During that week off, I decided I was tired of this kind of career and wanted to get out of day to day F&B operations. I had a plan. No more cooking, no more whites and maybe no more suits or if possible, working in the front or back of the house. My strength was always in negotiating/procurement. A friend of mine on the W. coast enticed me to come to the Seattle area (Bellevue actually) to work as a Purchasing Dir. for two large Italian chains. I picked up my life from Virginia which I really loved as a place to live, and moved to WA in Sept. 1996. When I handed my keys to the GM on my very last day ... I had given him a full months prior notice; he said to me, "I always thought you were only bluffing, in order to get another raise out of me." I let a long silence pass, looked at him dead in the eye and said, "It was never about the money." I took off a few weeks and relexed and hiked in VA's piedmont, better known as Shenendoah Nat'l Park, part of The Blue Ridge Mtns. and biked as much as possible before moving. This was a life change, swearing I'd never be in a pro-kitchen again.

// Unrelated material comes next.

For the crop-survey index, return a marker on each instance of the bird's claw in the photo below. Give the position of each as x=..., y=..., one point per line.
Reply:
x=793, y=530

At my new job, as purchasing director, I never did have to get in whites, but I was on a "menu development" team and headed up the wine program for both chains in 5 states. It was the best job I ever had ... until 9-11 hit and the death of the owner a few months later. But I had a good five year run leading up to those events and some great times, visiting Napa 2-4x every year, WA wine country at least 1-2x and the same with Oregon's Willamette Valley. Wine was becoming a bigger part of my career and this was all before the consulting gig with So. African wines, which I've mentioned enough times here.

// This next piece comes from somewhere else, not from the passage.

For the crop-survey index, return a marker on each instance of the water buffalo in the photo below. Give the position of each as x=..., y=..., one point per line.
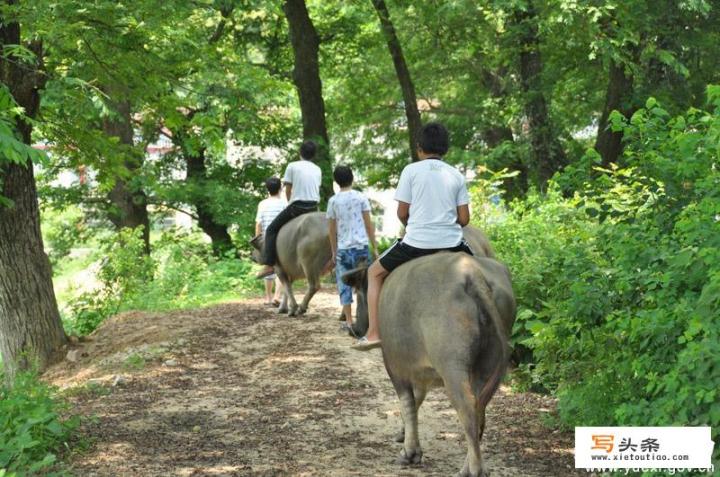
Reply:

At home I very rarely cook. I do rely on a woman, my wife of course, to prepare healthy and delicious meals and our family is better for it. I still love to cook, but only when we do dinner parties ... which happens about 2-3x/month on average. After putting out 5 banquets/day serving an average of 2,000 people a daily for those weeks in the hotel, nothing would ever seem hard again in a kitchen. A long and crazy story of life cooking and workign ITB.
Nowadays with celebrity chefs everywhere imaginable, I have no regrets having walked away from the culinary end of the business. Wine is so much more civilized.